En efecto, mi objetivo primordial consistía y consiste aún en indagar en aquel mundo polifónico y multicultural del que se había nutrido la cultura hispana durante siglos. Si fui capaz de concretar de algún modo esta visión inicial indudablemente, no ha sido sino en un contexto determinado y gracias al inmenso y constante apoyo recibido por tantos y tan buenos.

Quiero agradecer a mi universidad, la Universidad Hebrea de Jerusalén, aquella que desde sus inicios ha dado un espacio privilegiado para los estudios españoles en Israel, creando una carrera, un Departamento en esa área, que ha formado a generaciones de hispanistas que abrazan con pasión estos estudios y construyen su futuro en Israel. Es por ello que, sin duda, estimo que hoy el Departamento de Estudios Españoles y Latinoamericanos de la Universidad Hebrea de Jerusalén es también acreedor de esta distinción.

Y desde ya, principalmente, quiero expresar mi profundo agradecimiento a la Universidad de Navarra, a la Facultad de Filosofía y Letras, en la persona de su decana, Rosalía Baena; a los queridos y admirados colegas del Departamento de Filología Hispánica y a su Director, el Dr. Javier de Navascués Martín, y a los queridos colegas del grupo de investigación GRISO y a su Director, el Dr. Ignacio Arellano, por la meritoria trayectoria académica de todos ellos y por los años de cooperación y de amistad. Muy especialmente, quiero dar las gracias al Dr. Manuel Casado Velarde, por su infatigable apoyo y afecto. Es una dicha contar con la amistad de todos Uds. Finalmente, quiero agradecer a mi familia, aquí presente, por su constante aliento y cariño. Sin ellos nada de lo alcanzado habría sido posible.

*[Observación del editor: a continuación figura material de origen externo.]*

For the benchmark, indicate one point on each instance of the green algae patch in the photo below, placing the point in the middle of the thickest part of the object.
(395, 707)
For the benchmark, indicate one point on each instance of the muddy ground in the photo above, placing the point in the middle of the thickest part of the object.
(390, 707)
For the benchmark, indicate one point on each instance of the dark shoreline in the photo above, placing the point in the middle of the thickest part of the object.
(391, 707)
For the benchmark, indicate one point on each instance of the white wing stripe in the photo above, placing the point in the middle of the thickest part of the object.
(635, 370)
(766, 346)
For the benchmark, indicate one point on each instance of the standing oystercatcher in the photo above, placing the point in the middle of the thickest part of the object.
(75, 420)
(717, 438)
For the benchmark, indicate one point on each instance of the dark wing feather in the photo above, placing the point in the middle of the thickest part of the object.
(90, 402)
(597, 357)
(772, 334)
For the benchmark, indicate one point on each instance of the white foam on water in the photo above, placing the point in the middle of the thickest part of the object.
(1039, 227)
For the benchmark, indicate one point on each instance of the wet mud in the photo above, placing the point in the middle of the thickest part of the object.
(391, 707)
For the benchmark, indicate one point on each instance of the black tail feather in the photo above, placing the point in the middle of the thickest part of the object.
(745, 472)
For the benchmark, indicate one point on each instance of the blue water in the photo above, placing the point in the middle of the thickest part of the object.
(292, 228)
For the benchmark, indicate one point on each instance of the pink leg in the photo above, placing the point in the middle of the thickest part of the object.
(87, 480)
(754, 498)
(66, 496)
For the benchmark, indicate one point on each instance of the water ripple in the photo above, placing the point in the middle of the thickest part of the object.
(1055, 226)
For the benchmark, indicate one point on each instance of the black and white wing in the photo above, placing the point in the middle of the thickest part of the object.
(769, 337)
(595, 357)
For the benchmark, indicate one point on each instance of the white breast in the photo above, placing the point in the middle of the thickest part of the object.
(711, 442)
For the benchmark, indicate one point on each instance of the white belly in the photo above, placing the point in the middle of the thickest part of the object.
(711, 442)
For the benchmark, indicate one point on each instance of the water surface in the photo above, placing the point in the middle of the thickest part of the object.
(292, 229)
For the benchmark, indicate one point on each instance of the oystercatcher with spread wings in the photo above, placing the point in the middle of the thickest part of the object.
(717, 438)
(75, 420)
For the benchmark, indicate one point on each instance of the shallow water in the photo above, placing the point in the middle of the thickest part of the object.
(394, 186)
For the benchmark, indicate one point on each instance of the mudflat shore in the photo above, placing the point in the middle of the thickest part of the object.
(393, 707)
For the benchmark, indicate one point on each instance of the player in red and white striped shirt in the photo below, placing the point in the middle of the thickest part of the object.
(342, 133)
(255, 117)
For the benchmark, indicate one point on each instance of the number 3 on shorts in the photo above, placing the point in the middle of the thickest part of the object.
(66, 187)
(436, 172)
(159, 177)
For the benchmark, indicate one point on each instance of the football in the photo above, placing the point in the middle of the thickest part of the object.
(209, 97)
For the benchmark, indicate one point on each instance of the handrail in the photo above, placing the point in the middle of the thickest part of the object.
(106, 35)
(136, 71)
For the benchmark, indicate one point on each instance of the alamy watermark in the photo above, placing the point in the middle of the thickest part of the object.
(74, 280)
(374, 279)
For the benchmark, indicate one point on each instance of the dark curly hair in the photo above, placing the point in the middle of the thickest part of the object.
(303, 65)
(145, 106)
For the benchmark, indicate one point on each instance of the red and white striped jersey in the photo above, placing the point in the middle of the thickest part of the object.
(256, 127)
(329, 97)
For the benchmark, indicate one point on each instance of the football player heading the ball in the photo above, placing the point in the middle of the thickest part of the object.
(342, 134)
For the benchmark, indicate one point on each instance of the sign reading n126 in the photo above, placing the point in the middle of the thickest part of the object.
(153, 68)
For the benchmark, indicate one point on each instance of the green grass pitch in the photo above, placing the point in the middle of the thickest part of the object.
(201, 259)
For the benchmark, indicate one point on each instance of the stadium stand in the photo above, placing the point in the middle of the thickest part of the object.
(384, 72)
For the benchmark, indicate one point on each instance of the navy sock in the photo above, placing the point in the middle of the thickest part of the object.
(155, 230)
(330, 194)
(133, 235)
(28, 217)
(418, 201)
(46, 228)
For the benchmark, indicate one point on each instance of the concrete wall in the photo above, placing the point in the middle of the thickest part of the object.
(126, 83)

Reitero la inmensa alegría y emoción al estar aquí, en esta ceremonia que tanto nos honra a los hoy investidos. Quiero expresar el deseo de que la labor de acercamiento entre nuestros pueblos y culturas que este acto celebra continúe y se acreciente día a día. Yo estaré feliz de poder seguir aportando mi pequeña contribución a esta importante empresa.